Не хочу сказать, что характер Бруно изменился, нет. Он был все таким же сильным человеком, каким я его знала, однако порой у него случались вспышки ярости. Если к его приходу домой я запаздывала с обедом, он сразу же принимался кричать, как сумасшедший, крушил все, что попадалось под руку. И я не знала, как себя вести, что делать. Хотела помочь ему, подойти, но боялась даже приблизиться. Но после подобной вспышки он так же внезапно успокаивался, садился в кресло и часами смотрел в одну точку или же уходил из дома и пропадал где-то несколько часов. Думаю, ему становилось стыдно, не в его характере было вести себя так. Очень часто, знаешь, после подобных сцен, оставшись дома одна, я спрашивала себя, почему я тоже не оказалась там и мы не умерли вместе? Почему он перенес все это, а я нет, отчего судьба сделала такой выбор? Чтобы уготовить мне нечто другое?
Разумеется, я надеялась, что со временем все образуется. Отмечала про себя, что Бруно уже окреп физически, скоро придет в норму и его психика. Время что угодно сглаживает, обесцвечивая даже самые яркие краски.
Однако, если тебе станут говорить что-то в этом роде, не верь ни за что на свете, это неправда, подобные слова призваны лишь успокоить, не более. Конечно, иногда кажется, будто время лечит, но это абсолютно ложное ощущение. Время работает незаметно и, словно бурав, сверлит и сверлит все глубже, превращая отверстия в зияющие провалы, в гибельные пропасти.
Как же все-таки странно, что некоторые вещи осознаешь только в старости, ведь можно было бы наладить жизнь лучше, разберись в них раньше, а получается наоборот: начинаешь понимать, когда все уже прошло, и проку от этого разве что для поддержания пустой болтовни вроде нашей с тобой сейчас, и больше никакого.

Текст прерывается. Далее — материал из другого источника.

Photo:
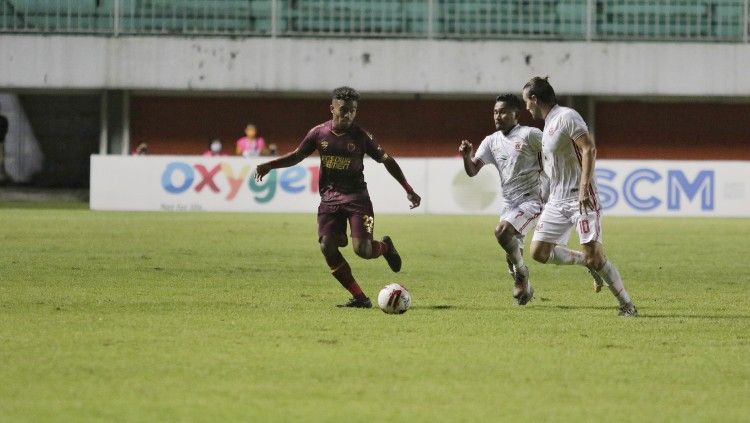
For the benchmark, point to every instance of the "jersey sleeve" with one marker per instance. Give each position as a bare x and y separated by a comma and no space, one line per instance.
372,148
575,126
535,139
484,152
309,143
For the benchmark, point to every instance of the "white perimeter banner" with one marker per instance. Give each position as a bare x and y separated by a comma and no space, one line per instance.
189,183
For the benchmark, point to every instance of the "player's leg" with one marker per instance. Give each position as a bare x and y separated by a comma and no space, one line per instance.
551,234
551,237
507,237
362,223
515,221
596,260
331,231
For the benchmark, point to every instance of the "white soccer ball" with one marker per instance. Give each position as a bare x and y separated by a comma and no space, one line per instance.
394,299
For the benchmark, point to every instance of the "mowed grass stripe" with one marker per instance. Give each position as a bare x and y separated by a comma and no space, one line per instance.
206,317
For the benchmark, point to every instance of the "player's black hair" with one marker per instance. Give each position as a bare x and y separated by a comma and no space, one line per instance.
541,88
345,94
511,100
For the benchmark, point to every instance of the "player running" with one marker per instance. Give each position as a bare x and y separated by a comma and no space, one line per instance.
568,155
343,191
515,151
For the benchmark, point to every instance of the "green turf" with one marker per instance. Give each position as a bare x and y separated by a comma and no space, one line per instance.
216,317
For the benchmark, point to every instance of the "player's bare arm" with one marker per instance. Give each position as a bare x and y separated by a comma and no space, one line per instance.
471,165
395,170
287,160
588,157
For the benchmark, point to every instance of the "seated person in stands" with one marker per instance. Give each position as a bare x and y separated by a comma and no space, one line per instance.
251,144
214,148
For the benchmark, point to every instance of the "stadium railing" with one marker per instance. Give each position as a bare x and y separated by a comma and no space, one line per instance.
642,20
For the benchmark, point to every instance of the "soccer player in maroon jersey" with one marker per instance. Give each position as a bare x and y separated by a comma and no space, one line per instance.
343,191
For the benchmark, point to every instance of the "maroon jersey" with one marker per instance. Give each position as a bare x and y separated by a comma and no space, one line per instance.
341,177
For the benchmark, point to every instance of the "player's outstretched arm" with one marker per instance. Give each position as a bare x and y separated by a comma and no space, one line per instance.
289,159
471,166
395,170
588,157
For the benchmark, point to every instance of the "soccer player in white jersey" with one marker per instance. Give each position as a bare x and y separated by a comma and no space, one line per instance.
568,156
515,151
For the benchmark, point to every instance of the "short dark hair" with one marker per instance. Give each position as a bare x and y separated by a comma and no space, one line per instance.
541,88
345,94
510,99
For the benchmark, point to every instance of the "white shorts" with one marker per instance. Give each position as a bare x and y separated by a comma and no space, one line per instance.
558,219
522,215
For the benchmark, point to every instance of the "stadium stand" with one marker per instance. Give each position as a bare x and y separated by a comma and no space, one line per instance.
677,20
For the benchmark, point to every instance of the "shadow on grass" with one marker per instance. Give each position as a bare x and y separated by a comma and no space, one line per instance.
567,307
437,307
695,316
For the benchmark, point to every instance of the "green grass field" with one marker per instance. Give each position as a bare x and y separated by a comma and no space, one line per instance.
216,317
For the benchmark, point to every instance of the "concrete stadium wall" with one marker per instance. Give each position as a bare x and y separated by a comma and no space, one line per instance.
418,127
391,66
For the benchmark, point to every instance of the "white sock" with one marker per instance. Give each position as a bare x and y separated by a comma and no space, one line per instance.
516,253
612,278
562,255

Если бы пожилые люди почаще беседовали с молодыми и те прислушивались к ним, возможно, что-то и изменилось бы… А может, и нет. Каждая жизнь — поистине трагедия, начинающаяся с самого рождения. Предупреждать обо всех ужасах, что могут случиться, — напрасный труд, все ошибаются и только в старости понимают свои промахи. Опыт — ничто, ибо все неизменно повторяется заново.